Nenhum país alcança um comércio exterior robusto sem uma base sólida de colaboração. O setor público estabelece o arcabouço regulatório e a infraestrutura aduaneira, o setor privado impulsiona o crescimento econômico e a academia gera conhecimento e inovação para modernizar processos. São essas forças, quando atuam de maneira integrada, que tornam o ambiente de negócios mais competitivo e o comércio internacional mais previsível e seguro.
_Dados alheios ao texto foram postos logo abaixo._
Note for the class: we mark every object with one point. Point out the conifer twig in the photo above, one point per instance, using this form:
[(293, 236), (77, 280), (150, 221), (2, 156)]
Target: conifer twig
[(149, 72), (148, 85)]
Os despachantes aduaneiros desempenham um papel central nesse ecossistema. Somos profissionais altamente qualificados, que transformam a complexidade das operações aduaneiras em processos estruturados, promovendo a conformidade regulatória e a segurança jurídica que as empresas precisam para crescer. Em um mundo cada vez mais digitalizado e interconectado, onde 80% do comércio internacional depende de processos logísticos eficientes, segundo o Fórum Econômico Mundial, a infraestrutura aduaneira e a cooperação entre os diferentes setores são determinantes para a competitividade das economias nacionais.

Mas, o verdadeiro progresso não acontece de forma isolada. Nenhuma economia avança sem investir na qualificação de sua mão de obra e na modernização de sua infraestrutura. De acordo com o Fórum Econômico Mundial, até 2027, mais de 60% dos trabalhadores globais precisarão de requalificação profissional. No setor aduaneiro, essa realidade se impõe com ainda mais força. A modernização dos processos exige que estejamos preparados para atuar com novas tecnologias, inteligência artificial e plataformas digitais, promovendo uma sinergia real entre aduanas, empresas e universidades para otimizar os fluxos de comércio e fortalecer a formação de profissionais altamente capacitados.

E é aqui que o SINDASP se destaca: não apenas como uma entidade representativa da nossa categoria profissional, mas como um parceiro estratégico no fortalecimento das políticas de comércio exterior, no fomento à modernização da infraestrutura logística e na promoção da qualificação profissional.

Nesse contexto, a plataforma digital EduComex assume um papel fundamental. Criada para promover capacitação e atualização contínua, a Educomex aproxima o setor produtivo e a academia, disponibilizando conteúdos especializados, treinamentos e certificações que acompanham as constantes transformações do setor. Acreditamos que, ao fortalecer essa conexão entre conhecimento técnico e aplicação prática, contribuímos para uma categoria mais bem preparada e um comércio exterior mais dinâmico.

A segurança de que falamos hoje vai além da proteção das fronteiras. É também a segurança econômica, a previsibilidade de que as regras serão respeitadas, de que o comércio ilícito será combatido e de que as cadeias logísticas continuarão íntegras e confiáveis. Esse é o alicerce de um ambiente de negócios sólido, onde empresas encontram estabilidade para crescer, empregos são gerados e a economia se fortalece.

Por isso, mais do que nunca, é essencial consolidarmos a aliança entre setor público, setor privado e academia. Somente por meio da cooperação podemos criar soluções inovadoras e ampliar a competitividade do Brasil no cenário internacional.

Muito obrigado pelo trabalho incansável de cada um de vocês. Sigamos juntos, fortalecendo essa parceria, investindo em infraestrutura e qualificação, e promovendo a sinergia necessária para um comércio exterior mais eficiente, seguro e próspero.

*ELSON ISAYAMA é presidente do SINDASP (Entidade que representa os Despachantes Aduaneiros em São Paulo) e recebeu em 03/01/25 o “Certificado Mérito da Organização Mundial das Aduanas”, conferido pela Receita Federal do Brasil, através da portaria de pessoal SUANA, nº 1 de 3 de janeiro de 2025.